Dedup

This node is used for problems like entity resolution or data matching. Entity resolution or Data matching is the problem of finding and linking different mentions of the same entity in a single data source or across multiple data sources.

Input

It takes in a DataFrame as input

Output

Dataframe with confidence score field and other selected scores for entities

Type

transform

Class

fire.nodes.ml.NodeDedup

Fields

Name

Title

Description

confidenceScore

Confidence Score

Confidence Score

lhsCols

LHS Columns

LHS columns for matching

rhsCols

RHS Columns

RHS columns for matching

matchingAlgorithms

Algorithm to use

Algorithm to use for matching

matchingWeights

Weights

Weights to consider for confidence score caluclation and total wight should be less than 1.

outputCols

Output Column

Output Column

Details

Levenstein

The Levenshtein distance between two strings is defined as the minimum number of edits needed to transform one string into the other, with the allowable edit operations being insertion, deletion, or substitution of a single character.

How many char you change to make two strings equal.

JaroWinker

Jaro–Winkler distance for two strings is, the more similar the strings are. The Jaro–Winkler distance metric is designed and best suited for short strings such as person names. The score is normalized such that 0 equates to no similarity and 1 is an exact match.

Good for short words, typos and nikename.

Fullmatch

Fullmatch distance for two strings is, how two strings are match exactly. The score is assigned such that 1 is for exact match and 0 is for not match.

Jaccard

The Jaccard similarity measures similarity between finite sample sets, and is defined as the cardinality of the intersection of sets divided by the cardinality of the union of the sample sets. Suppose you want to find jaccard similarity between two sets A and B it is the ration of cardinality of A ∩ B and A ∪ B.

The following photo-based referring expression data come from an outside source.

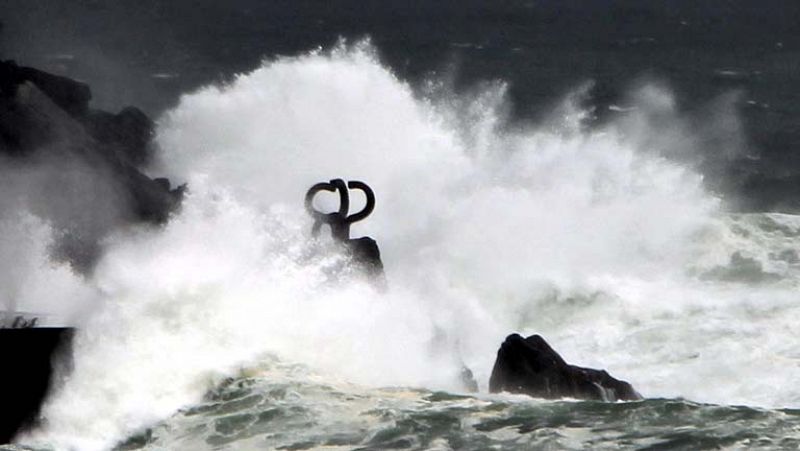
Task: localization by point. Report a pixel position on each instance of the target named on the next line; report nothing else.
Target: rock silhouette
(90, 161)
(530, 366)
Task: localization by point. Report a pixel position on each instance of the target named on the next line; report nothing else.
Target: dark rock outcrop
(31, 357)
(89, 162)
(530, 366)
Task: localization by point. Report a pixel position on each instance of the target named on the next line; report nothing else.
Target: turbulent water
(225, 329)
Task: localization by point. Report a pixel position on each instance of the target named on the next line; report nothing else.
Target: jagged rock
(70, 95)
(127, 134)
(92, 159)
(366, 254)
(530, 366)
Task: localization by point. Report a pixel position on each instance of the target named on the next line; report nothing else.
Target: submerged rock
(530, 366)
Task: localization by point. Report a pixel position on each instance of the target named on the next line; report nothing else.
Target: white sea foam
(485, 229)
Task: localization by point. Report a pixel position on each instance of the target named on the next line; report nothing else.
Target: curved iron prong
(321, 186)
(354, 184)
(344, 196)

Sparkflows provide default 3-gram Jaccard similarity measures.

Longest common subsequences(LCS): LCS distance between strings s1 and s2, computed as |s1| +|s2| - 2 * |LCSfunction(s1, s2)| and distance is normalized between 0 and 1.

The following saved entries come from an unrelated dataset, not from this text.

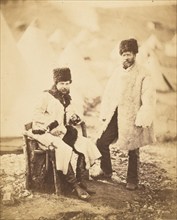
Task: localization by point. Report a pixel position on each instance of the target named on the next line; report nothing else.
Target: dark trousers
(103, 143)
(81, 172)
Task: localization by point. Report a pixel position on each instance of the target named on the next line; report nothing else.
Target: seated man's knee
(70, 136)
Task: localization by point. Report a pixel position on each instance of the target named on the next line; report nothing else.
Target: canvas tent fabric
(13, 83)
(38, 56)
(83, 80)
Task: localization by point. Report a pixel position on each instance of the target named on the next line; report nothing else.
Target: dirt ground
(156, 197)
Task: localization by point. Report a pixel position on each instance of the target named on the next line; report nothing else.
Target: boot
(71, 179)
(82, 174)
(133, 169)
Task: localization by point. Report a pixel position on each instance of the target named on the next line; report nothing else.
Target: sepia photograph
(88, 110)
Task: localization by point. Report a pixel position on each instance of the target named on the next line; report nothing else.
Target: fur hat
(61, 74)
(128, 45)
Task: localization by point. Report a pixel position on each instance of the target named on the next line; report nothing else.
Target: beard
(128, 63)
(64, 91)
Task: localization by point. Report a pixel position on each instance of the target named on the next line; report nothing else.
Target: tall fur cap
(128, 45)
(61, 74)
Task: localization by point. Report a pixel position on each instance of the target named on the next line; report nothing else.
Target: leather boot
(71, 179)
(133, 169)
(82, 174)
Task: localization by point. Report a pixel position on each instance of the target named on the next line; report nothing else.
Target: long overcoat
(50, 109)
(133, 93)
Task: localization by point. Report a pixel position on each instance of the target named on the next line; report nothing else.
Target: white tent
(146, 57)
(83, 80)
(38, 56)
(13, 84)
(170, 47)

LCSfunction returns the length of Longest Common Subsequence (LCS) between strings s1 and s2.

Notional distance

Notional distance between two numbers X and Y, computed as abs(X - Y) / abs(x) + abs(Y).

Date Difference

Date Difference gives number of days between two dates(yyyy-MM-dd).

Examples

Dedup Node Example

Given the following dataset:

PartID SupplierID PartName PartCategory PartQualityScore

A1 S1 Bolt Hardware 8

B2 S2 Nut Hardware 7

A1 S1 Bolt Hardware 8

C3 S3 Screw Hardware 9

If we configure the Dedup node to remove duplicates based on the following columns:

PartID

SupplierID

PartName

PartCategory

PartQualityScore

The resulting dataset would be:

PartID SupplierID PartName PartCategory PartQualityScore

A1 S1 Bolt Hardware 8

B2 S2 Nut Hardware 7

C3 S3 Screw Hardware 9